The whole conflict is on account of the same naïve logic: cherry picking of facts -a tendency to fasten onto evidence consistent with your worldview and ignore or downplay contrary evidence. The adherents of a religion focus on those portions of scriptures that confirm their attitudes and ignore those that don’t. And they latch that tunnel vision onto their own scripture; if there is hatred in their hearts, they’ll carry it onto the hateful parts of scripture, but if there’s not, they won’t. Similarly, those intent on doing mischief with the scriptures cull selective passages palatable to their viewpoint and quote them without their contextual relevance, thereby distorting the actual truth.
For now the purists – both the conservatives and the more aggressive radicals are bristling at the prospect of the courts intervening in what they think is their exclusive preserve and, are saying the community itself will reform unjust practices. It is very clear, after the recent convulsions the community’ has grown wiser.
Both the traditionalists and reformists should understand about the deep wisdom of the modern conflict management guru, Stephen Covey: “Seek first to understand, then to be understood.” Gandhi’s mantra holds good for every problem on earth: “I hold that it is the duty of every cultured man or woman to read sympathetically the scriptures of the world.
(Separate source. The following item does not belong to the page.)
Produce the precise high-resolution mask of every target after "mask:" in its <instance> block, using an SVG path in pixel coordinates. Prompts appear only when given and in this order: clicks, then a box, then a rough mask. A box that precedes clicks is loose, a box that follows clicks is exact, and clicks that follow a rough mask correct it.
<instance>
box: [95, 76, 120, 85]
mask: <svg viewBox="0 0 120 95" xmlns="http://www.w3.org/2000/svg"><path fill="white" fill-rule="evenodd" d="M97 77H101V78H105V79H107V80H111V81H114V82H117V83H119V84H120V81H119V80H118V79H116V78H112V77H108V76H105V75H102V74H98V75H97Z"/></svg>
If we are to respect others’ religions as we would have them to respect our own, a friendly study of the
world’s religions is a sacred duty.”
India has been a flag bearer of pluralism and has always held the candle of tolerance; mutual respect and peaceful coexistence alienating one fifth of its population will not help for the country and will be against the spirit of its centuries’ old and hallowed ethos.
The well known political historian Sunil Khilnani has a very poignant paragraph in his famous book The Idea of India, which is very relevant in the present situation:
“If one looks beneath the messy confusion and black arts of India’s politics, one sees in its democratic experience evidence of something that James Madison and his Federalist colleagues well understood more than two hundred years ago. Large republics with diverse and conflicting interests can be a better home for liberty, a safer haven against tyranny, than homogeneous and exclusive ones. Within them, factions can check one another, moderating ideological fervour and softening power.”
Human desire in its bare essence is animalistic and somewhat selfish. It has been the evolution of teachings of faith that has kept in check much of our primitive needs for constant self-gratification. Scriptures are meant for the good of human societies. They rest on the strong legs of justice, kindness and wisdom. There will always be animal spirits. Humans have both the angelic and satanic traits. We have the means of taming them – laws for punishing them, norms for shaming them, and cure for healing them. Let us not in our imperfect understanding or prejudice throw the baby out with the bathwater.